Sure, it stinks when you’re the contracting officer on the receiving end of a protest, but the fact remains that protests only occur on a very low percentage of acquisitions. Headlines like “Drowning in Protests” may catch some eyeballs, but they’re not particularly factual. Indeed, GAO protests were down 7% in Fiscal Year 2017, while the effectiveness rate was up. But you probably won’t see many articles with headlines like “Not Drowning in Protests.”
That’s not to say that frivolous protests never occur, although GAO has the power to deal with that problem on its own. My point, rather, is that protest “reform” efforts seem to focus almost entirely on getting contractors to protest less often, without acknowledging that some of the best ways to decrease protests involve internal government reforms rather than punitive measures directed at contractors.
What could government be doing to reduce protests?
Well, when 47% of protests succeed (despite the protester having the burden of proof!) it means that evaluators are messing up a lot of source selections. Also, when the GAO’s stats suggest it’s essentially a coin flip as to whether a protested source selection was defensible, that’s reason for a potential protester to move forward, even without a slam dunk initial case. Improving source selection training and processes would improve the underlying source selections, which would be the best thing anyone could do to reduce protests.
Additionally, as OFPP has pointed out, improved communication with industry–particularly in debriefings–is likely to reduce protests, as well. In debriefings, agencies often act like they’re guarding Coke’s secret formula, rather than discussing the outcome of a competitive procurement.
Our clients sometimes come away from post-award debriefings with little more than a just-the-facts-ma’am recitation of the minimal information required by FAR 15.506–or worse, a PowerPoint debriefing in which three-quarters of the slides simply regurgitate generic information about the FAR and solicitation’s evaluation factors. I understand the agency’s thought process (“the more information we give them, the more they’re likely to use it against us”), but it’s often dead wrong. The client walks out of the debriefing (or closes the PowerPoint slideshow) feeling as though the agency is hiding something.
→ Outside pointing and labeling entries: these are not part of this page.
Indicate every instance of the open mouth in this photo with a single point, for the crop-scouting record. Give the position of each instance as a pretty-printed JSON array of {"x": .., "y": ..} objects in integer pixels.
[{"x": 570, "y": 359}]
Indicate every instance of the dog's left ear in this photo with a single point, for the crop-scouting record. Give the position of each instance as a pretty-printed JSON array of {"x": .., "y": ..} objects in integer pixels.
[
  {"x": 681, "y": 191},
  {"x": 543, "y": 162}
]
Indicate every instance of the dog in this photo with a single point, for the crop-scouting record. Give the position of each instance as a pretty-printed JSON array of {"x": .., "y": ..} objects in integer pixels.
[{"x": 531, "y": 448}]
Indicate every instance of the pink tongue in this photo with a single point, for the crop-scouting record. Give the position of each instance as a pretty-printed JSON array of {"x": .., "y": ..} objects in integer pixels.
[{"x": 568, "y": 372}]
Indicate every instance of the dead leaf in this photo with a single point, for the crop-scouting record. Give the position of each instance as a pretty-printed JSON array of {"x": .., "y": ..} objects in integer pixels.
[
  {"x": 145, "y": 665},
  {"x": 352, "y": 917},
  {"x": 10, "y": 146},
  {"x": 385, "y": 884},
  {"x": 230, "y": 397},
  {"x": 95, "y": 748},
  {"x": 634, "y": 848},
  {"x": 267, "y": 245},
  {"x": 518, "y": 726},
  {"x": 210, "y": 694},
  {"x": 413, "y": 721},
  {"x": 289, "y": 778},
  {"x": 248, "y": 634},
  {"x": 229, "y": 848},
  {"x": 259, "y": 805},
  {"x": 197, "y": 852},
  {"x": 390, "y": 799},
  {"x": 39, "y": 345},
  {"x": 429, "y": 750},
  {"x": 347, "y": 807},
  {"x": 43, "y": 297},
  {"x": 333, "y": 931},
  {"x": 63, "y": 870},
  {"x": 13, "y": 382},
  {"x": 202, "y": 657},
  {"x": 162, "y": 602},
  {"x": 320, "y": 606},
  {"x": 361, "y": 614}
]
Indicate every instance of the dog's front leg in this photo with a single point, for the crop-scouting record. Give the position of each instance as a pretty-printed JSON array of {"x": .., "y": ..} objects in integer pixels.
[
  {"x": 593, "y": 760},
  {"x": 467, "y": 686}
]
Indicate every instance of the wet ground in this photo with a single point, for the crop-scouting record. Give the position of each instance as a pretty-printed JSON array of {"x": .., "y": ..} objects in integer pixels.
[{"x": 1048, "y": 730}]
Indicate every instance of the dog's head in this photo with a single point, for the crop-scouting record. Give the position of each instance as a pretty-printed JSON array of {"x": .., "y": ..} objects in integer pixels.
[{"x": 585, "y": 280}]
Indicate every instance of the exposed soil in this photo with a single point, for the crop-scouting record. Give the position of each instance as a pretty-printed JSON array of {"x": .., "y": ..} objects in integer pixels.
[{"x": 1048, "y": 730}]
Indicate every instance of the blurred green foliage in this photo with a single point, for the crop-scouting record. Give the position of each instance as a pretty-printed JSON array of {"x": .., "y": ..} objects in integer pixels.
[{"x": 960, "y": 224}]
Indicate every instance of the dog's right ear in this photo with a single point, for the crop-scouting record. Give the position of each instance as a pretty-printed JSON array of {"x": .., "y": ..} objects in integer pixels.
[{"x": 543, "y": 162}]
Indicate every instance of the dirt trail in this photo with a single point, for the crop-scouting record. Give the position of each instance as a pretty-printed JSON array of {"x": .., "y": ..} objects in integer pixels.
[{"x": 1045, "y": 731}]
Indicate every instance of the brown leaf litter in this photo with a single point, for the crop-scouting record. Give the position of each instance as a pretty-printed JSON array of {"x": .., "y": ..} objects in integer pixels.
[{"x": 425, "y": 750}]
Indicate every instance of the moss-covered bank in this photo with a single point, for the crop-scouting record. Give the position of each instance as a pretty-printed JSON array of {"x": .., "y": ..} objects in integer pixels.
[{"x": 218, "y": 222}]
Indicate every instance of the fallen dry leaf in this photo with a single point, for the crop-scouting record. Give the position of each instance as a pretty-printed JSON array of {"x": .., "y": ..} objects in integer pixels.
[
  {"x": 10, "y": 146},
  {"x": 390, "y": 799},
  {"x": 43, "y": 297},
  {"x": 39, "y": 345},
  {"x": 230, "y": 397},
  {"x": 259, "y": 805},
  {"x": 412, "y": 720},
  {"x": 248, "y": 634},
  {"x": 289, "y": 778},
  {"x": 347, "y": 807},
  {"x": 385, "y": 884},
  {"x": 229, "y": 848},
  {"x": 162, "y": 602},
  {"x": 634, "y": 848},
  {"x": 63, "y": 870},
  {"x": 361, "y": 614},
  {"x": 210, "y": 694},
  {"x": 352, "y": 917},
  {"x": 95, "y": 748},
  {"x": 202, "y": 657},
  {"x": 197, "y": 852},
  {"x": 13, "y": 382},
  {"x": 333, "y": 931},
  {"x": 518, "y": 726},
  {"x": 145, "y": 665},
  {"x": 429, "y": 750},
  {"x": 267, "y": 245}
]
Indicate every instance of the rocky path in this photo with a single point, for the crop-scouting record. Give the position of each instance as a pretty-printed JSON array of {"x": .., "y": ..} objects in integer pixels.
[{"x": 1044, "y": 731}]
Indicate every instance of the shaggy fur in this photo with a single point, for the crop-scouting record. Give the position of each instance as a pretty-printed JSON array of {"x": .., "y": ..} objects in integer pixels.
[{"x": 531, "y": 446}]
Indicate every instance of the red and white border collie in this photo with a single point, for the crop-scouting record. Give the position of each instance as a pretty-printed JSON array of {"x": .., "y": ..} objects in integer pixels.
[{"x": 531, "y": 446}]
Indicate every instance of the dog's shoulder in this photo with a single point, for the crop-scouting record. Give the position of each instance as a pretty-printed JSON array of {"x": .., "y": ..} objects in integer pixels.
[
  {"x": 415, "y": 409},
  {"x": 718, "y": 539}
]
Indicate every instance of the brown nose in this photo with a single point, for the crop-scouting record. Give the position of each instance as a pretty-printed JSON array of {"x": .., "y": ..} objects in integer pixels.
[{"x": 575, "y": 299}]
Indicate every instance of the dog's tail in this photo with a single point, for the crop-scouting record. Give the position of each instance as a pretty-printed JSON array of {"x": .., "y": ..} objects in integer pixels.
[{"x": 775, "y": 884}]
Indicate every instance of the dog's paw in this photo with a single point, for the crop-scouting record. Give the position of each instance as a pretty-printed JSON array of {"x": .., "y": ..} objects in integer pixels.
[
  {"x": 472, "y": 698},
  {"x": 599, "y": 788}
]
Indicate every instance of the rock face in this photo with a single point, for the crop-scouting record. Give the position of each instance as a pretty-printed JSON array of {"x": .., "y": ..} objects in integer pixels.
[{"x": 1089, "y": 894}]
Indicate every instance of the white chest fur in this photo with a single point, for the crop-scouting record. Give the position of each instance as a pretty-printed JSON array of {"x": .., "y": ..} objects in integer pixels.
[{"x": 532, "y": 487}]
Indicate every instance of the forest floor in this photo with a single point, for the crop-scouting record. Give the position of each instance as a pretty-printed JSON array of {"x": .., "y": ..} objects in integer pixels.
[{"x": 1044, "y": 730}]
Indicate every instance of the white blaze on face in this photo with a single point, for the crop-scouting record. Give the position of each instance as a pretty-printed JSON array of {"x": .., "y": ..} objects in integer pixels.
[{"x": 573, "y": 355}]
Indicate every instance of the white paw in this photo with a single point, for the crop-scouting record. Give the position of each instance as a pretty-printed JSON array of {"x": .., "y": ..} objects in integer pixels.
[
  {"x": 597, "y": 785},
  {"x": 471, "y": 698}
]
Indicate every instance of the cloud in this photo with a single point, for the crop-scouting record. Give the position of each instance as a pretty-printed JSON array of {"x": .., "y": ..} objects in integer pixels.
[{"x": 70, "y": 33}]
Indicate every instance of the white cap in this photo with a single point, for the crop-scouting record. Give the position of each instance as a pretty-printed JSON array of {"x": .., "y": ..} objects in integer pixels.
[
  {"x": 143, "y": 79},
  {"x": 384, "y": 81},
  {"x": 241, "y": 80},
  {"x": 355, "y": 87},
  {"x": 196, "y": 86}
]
In my experience, minimalist debriefings increase protests.
Congress seems to recognize that OFPP may be on to something, because the conference version of the 2018 NDAA includes a provision entitled “Enhanced Post-Award Debriefing Rights,” which would require the DoD to provide additional information in certain debriefings. Unfortunately, this provision is limited to DoD awards of $100 million or more, although small businesses and “nontraditional contractors” could request an enhanced debriefing in the case of an award exceeding $10 million.
The move toward enhanced debriefings is a step in the right direction, but I worry that it won’t be enough to address the underlying issue–and not just because enhanced debriefings will be limited to large DoD procurements. So long as many agency officials believe that the best policy in a debriefing is to supply the bare minimum required by law, offerors may still walk away with the sense that the agency is hiding something. Congress can’t legislate a culture change, but that’s really what’s needed to make debriefings truly effective in reducing protests.
Like any other contracting process, the bid protest process should always be evaluated to see if it can be improved. But the GAO’s statistics (and those compiled by others) make very clear that the sky isn’t falling. I’m not suggesting a public “shame list” for agency officials who poorly plan or execute an acquisition. But instead of squawking about how bid protests are ever-increasing and frequently frivolous, acquisition officials ought to get their own houses in order first.